He asked me for my thoughts on one of his arguments, complimented a story I’d written the day before and told me I was talented. The conversation had taken an awkward turn, but I humored him because I thought maybe he was just being a nice person. I was wrong.

The man, almost 20 years my senior, soon told me of his recent divorce. He said I was beautiful and smart and wanted to know how I felt about going on a date with him sometime.

I awkwardly stared at my notebook ­­ — disheartened, disappointed and mad —­­ and politely informed him that I wasn’t interested.

He left my bench and didn’t talk to me after that. For the coming months I continued to cover court, he was no longer friendly or forthcoming with information pertinent to my stories. Several of those who worked alongside him suddenly became less interested in me, too.

That incident wasn’t the first time I got hit on at work, and it certainly wasn’t the last, but that doesn’t mean it’s okay or that it’s something women should be forced to deal with just because we’re women.

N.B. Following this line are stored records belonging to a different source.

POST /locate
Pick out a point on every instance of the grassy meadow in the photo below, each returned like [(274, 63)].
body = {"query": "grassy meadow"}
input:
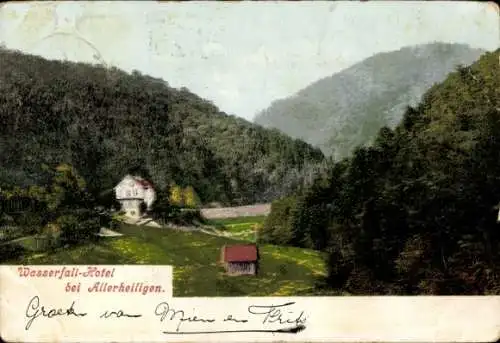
[(284, 271)]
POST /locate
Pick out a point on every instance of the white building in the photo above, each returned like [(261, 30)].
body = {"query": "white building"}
[(131, 192)]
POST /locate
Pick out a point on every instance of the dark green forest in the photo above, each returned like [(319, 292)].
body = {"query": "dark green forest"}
[(416, 212), (105, 123)]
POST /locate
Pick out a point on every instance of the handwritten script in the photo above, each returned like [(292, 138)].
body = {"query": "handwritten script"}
[(281, 318)]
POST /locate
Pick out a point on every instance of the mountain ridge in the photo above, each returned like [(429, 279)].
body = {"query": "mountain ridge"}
[(107, 122), (342, 111)]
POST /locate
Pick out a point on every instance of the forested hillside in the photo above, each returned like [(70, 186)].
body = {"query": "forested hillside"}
[(416, 212), (106, 122), (345, 110)]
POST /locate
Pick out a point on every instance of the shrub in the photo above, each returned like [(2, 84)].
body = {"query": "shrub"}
[(277, 228)]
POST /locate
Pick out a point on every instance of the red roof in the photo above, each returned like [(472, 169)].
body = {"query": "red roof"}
[(240, 253), (143, 183)]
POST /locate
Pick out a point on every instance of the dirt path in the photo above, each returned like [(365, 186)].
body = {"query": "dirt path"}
[(238, 211)]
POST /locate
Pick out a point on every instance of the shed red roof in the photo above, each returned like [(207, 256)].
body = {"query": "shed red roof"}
[(240, 253)]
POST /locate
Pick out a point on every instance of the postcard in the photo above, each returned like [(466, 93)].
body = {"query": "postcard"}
[(249, 171)]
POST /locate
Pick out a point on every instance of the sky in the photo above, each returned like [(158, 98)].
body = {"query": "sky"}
[(242, 56)]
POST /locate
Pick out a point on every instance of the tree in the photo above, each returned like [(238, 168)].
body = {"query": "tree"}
[(176, 195), (191, 199)]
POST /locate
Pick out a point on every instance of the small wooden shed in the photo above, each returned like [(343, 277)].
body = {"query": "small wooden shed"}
[(240, 259)]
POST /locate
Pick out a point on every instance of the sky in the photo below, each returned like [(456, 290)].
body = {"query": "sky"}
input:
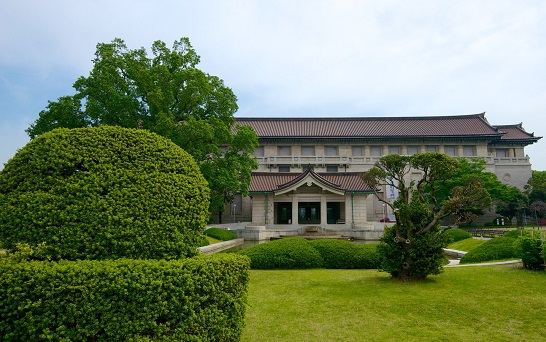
[(296, 58)]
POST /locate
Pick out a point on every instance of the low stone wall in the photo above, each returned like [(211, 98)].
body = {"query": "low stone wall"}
[(217, 247)]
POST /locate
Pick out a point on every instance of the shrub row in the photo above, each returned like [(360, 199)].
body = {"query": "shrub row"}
[(220, 234), (456, 234), (298, 253), (197, 299), (494, 249)]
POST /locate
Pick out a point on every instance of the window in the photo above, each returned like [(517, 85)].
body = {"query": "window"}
[(259, 151), (413, 149), (431, 148), (502, 152), (376, 151), (330, 151), (394, 149), (308, 150), (358, 151), (450, 150), (469, 151), (284, 151)]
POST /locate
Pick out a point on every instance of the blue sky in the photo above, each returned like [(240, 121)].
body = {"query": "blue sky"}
[(296, 58)]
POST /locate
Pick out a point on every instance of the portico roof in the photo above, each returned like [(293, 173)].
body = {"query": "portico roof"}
[(282, 182)]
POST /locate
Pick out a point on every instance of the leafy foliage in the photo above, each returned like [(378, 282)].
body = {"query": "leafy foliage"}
[(220, 234), (103, 193), (288, 253), (168, 95), (494, 249), (342, 254), (412, 248), (456, 234), (529, 250), (196, 299)]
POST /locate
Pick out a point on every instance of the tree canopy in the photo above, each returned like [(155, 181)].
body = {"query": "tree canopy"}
[(166, 94), (103, 193), (412, 248)]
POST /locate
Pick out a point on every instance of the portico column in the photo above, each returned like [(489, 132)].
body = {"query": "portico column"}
[(323, 211), (294, 209)]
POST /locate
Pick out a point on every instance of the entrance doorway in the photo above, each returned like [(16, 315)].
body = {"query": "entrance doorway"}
[(309, 213)]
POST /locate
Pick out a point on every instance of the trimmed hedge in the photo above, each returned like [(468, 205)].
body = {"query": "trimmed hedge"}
[(341, 254), (196, 299), (288, 253), (292, 253), (220, 234), (104, 193), (456, 234), (494, 249)]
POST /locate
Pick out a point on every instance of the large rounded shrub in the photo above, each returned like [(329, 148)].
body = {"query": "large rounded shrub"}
[(288, 253), (103, 193)]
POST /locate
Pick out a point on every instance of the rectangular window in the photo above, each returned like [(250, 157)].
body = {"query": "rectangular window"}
[(394, 149), (284, 151), (431, 148), (450, 150), (308, 150), (330, 151), (358, 151), (469, 151), (502, 152), (376, 151), (413, 149), (259, 151)]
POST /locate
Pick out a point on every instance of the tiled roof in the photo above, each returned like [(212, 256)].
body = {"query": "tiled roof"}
[(436, 126), (271, 181), (515, 132)]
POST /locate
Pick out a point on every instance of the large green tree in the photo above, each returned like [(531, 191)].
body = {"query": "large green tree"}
[(412, 248), (166, 94)]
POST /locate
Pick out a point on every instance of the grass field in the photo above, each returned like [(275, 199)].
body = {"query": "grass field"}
[(493, 303)]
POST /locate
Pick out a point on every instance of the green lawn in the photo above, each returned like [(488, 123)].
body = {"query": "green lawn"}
[(494, 303)]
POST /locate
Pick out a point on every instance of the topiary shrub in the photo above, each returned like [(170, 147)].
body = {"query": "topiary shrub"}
[(529, 250), (456, 234), (494, 249), (288, 253), (220, 234), (103, 193), (342, 254), (195, 299)]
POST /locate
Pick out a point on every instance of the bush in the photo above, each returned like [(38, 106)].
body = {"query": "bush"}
[(103, 193), (494, 249), (197, 299), (456, 234), (341, 254), (529, 250), (220, 234), (288, 253)]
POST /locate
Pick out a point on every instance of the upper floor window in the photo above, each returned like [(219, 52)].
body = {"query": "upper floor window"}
[(331, 168), (331, 151), (308, 150), (358, 151), (284, 151), (376, 151), (469, 150), (413, 149), (450, 150), (431, 148), (284, 168), (259, 151), (394, 149), (502, 152)]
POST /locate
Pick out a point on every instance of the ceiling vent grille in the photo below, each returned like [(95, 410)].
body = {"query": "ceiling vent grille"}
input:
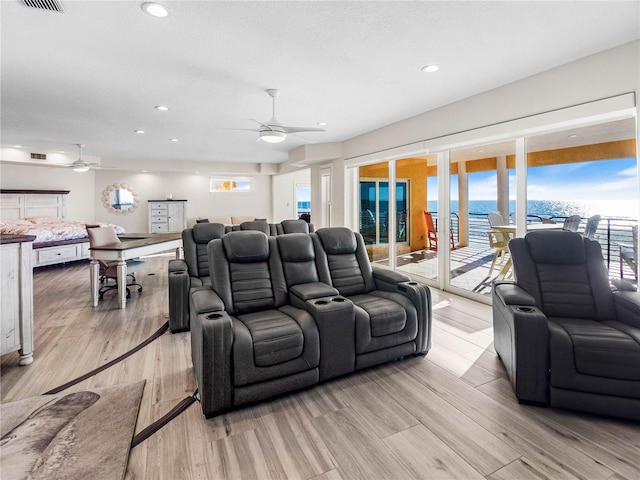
[(51, 5)]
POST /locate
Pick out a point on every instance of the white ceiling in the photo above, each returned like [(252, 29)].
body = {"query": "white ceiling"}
[(93, 74)]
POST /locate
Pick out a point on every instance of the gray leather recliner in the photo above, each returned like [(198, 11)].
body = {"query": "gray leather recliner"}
[(566, 337), (294, 226), (392, 313), (248, 342), (192, 272)]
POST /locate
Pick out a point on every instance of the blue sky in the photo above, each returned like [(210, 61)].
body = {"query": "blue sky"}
[(585, 181)]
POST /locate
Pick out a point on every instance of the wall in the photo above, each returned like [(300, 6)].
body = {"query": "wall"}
[(81, 186), (192, 187), (607, 74), (284, 194)]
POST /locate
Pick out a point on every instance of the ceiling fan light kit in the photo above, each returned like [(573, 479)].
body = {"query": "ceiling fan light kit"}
[(272, 136)]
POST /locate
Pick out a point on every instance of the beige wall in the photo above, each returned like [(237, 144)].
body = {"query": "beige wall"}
[(191, 187)]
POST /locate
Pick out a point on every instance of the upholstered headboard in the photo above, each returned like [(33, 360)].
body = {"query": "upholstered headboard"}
[(32, 203)]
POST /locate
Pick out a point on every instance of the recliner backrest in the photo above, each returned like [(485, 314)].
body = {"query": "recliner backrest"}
[(298, 258), (194, 245), (246, 272), (565, 273), (342, 260)]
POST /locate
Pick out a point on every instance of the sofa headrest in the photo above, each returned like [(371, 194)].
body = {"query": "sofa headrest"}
[(296, 247), (337, 240), (256, 225), (246, 246), (205, 232), (556, 246)]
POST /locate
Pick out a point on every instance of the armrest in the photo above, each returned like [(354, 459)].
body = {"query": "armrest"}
[(178, 265), (628, 307), (335, 317), (179, 284), (211, 350), (205, 300), (512, 294), (521, 339)]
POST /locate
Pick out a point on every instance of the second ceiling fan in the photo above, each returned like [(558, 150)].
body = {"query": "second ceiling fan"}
[(273, 131)]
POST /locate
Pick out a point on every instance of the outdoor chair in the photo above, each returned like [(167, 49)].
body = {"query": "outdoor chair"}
[(565, 335), (629, 254), (592, 226), (571, 223), (432, 234)]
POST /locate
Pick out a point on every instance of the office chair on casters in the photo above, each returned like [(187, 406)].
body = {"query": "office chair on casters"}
[(99, 237)]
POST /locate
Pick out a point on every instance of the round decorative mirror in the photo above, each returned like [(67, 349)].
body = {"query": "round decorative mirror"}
[(120, 198)]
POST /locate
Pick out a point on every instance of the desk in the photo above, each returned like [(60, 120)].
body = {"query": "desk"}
[(133, 245), (511, 231)]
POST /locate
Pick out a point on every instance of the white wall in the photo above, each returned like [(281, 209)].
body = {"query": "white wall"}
[(284, 194), (607, 74), (185, 186), (81, 186)]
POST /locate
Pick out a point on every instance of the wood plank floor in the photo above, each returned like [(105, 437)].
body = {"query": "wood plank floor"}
[(449, 415)]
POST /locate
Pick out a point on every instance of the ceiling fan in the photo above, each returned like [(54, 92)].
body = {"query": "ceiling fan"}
[(273, 131), (80, 165)]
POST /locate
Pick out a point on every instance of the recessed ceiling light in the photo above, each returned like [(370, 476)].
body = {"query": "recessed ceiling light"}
[(155, 9), (431, 68)]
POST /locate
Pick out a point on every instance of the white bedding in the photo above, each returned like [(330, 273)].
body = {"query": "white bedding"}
[(49, 229)]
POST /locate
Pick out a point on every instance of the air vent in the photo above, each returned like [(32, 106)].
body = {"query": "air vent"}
[(51, 5)]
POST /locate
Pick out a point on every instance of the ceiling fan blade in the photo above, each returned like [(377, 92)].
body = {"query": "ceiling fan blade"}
[(302, 129), (302, 137), (242, 129)]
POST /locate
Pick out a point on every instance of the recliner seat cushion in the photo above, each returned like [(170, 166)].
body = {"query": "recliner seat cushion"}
[(260, 354), (577, 345), (276, 337), (383, 320), (602, 349)]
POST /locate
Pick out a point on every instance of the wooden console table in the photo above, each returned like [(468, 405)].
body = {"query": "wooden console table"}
[(133, 245)]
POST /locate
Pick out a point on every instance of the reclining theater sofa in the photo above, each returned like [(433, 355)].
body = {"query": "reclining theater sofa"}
[(286, 312)]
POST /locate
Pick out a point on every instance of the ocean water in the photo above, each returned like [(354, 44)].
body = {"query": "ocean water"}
[(555, 208)]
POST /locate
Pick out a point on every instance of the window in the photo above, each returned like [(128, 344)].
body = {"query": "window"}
[(232, 184)]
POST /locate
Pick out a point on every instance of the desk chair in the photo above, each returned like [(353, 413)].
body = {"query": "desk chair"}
[(99, 237)]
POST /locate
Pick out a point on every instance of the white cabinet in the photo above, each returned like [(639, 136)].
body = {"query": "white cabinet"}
[(16, 297), (167, 216)]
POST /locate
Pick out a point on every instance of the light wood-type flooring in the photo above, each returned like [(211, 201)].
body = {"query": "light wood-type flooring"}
[(451, 414)]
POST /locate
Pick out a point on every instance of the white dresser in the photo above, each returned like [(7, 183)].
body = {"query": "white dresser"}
[(16, 296), (167, 216)]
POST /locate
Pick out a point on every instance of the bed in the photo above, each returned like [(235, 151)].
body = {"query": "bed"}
[(42, 213)]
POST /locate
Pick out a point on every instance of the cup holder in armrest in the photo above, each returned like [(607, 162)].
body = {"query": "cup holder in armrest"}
[(525, 309)]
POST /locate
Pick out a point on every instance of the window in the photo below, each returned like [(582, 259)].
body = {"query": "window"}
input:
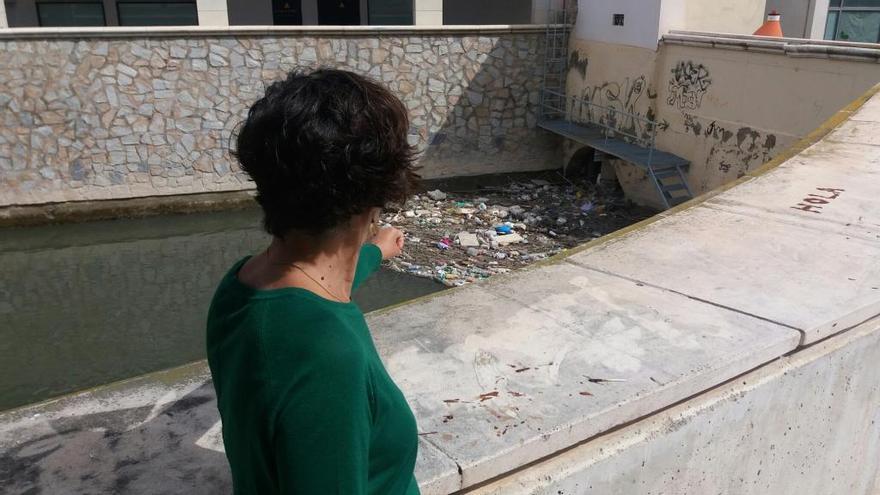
[(854, 20), (51, 14), (391, 12), (287, 12), (157, 14)]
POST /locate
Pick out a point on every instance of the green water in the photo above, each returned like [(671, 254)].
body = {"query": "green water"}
[(87, 304)]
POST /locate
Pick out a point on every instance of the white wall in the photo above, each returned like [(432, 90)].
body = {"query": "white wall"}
[(428, 12), (212, 12), (641, 24), (801, 18)]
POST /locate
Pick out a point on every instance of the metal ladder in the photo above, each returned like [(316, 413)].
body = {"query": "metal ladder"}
[(672, 185), (556, 40)]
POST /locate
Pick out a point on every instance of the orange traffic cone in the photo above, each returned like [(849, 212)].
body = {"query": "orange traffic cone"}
[(773, 26)]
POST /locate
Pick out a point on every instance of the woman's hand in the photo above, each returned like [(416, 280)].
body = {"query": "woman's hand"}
[(390, 242)]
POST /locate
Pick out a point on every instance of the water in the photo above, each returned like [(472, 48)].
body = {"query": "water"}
[(87, 304)]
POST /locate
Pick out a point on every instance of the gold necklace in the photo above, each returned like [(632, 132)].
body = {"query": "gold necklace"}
[(328, 291)]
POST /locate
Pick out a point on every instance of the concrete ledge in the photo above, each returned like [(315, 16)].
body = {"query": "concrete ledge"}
[(87, 211), (290, 31), (791, 47), (520, 368)]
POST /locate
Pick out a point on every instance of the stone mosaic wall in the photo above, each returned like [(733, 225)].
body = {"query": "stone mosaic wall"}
[(111, 118)]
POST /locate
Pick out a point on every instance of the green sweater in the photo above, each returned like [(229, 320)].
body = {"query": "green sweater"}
[(306, 404)]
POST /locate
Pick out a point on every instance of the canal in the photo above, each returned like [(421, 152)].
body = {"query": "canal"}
[(90, 303)]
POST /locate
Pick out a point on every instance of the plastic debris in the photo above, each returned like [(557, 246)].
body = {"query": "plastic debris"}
[(506, 240), (466, 239), (459, 238)]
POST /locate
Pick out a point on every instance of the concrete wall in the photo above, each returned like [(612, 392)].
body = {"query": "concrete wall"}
[(806, 424), (723, 16), (212, 12), (727, 111), (487, 12), (641, 22), (86, 117), (428, 12), (646, 20)]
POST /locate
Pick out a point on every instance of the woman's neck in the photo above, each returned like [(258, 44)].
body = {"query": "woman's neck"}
[(325, 266)]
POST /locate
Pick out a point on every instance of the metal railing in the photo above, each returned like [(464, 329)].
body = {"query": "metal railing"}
[(556, 40), (606, 119)]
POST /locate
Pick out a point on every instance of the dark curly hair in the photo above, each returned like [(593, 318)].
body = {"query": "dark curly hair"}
[(324, 146)]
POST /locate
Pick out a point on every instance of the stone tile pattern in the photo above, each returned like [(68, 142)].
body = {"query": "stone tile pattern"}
[(114, 118)]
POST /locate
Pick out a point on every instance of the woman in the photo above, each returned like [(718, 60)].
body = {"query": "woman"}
[(306, 404)]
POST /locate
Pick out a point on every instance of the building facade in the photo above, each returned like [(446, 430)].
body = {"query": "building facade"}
[(69, 13), (854, 21)]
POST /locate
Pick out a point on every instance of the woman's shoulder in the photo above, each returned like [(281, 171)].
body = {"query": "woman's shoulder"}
[(297, 327)]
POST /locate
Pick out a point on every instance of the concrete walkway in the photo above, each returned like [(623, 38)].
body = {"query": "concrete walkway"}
[(504, 373)]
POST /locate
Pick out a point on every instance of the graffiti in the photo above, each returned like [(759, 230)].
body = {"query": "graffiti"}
[(687, 86), (740, 150), (814, 203), (691, 124), (616, 105), (578, 64)]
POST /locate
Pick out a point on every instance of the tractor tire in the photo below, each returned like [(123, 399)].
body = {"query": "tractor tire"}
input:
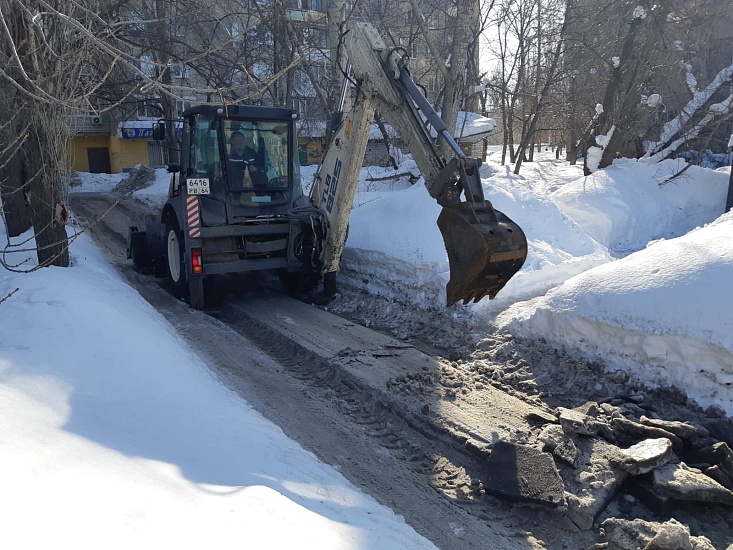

Being taken less seriously or losing sources by default just for being a woman isn’t right and it isn’t fair, yet it’s a reality many women reporters face all the time.

It’s high time we speak up, allow our voices to be heard and tell the world we aren’t going to take it anymore because we are smart, strong, talented, and we’re capable of achieving anything a man can do.

Being a woman is a powerful thing. Let’s show the world.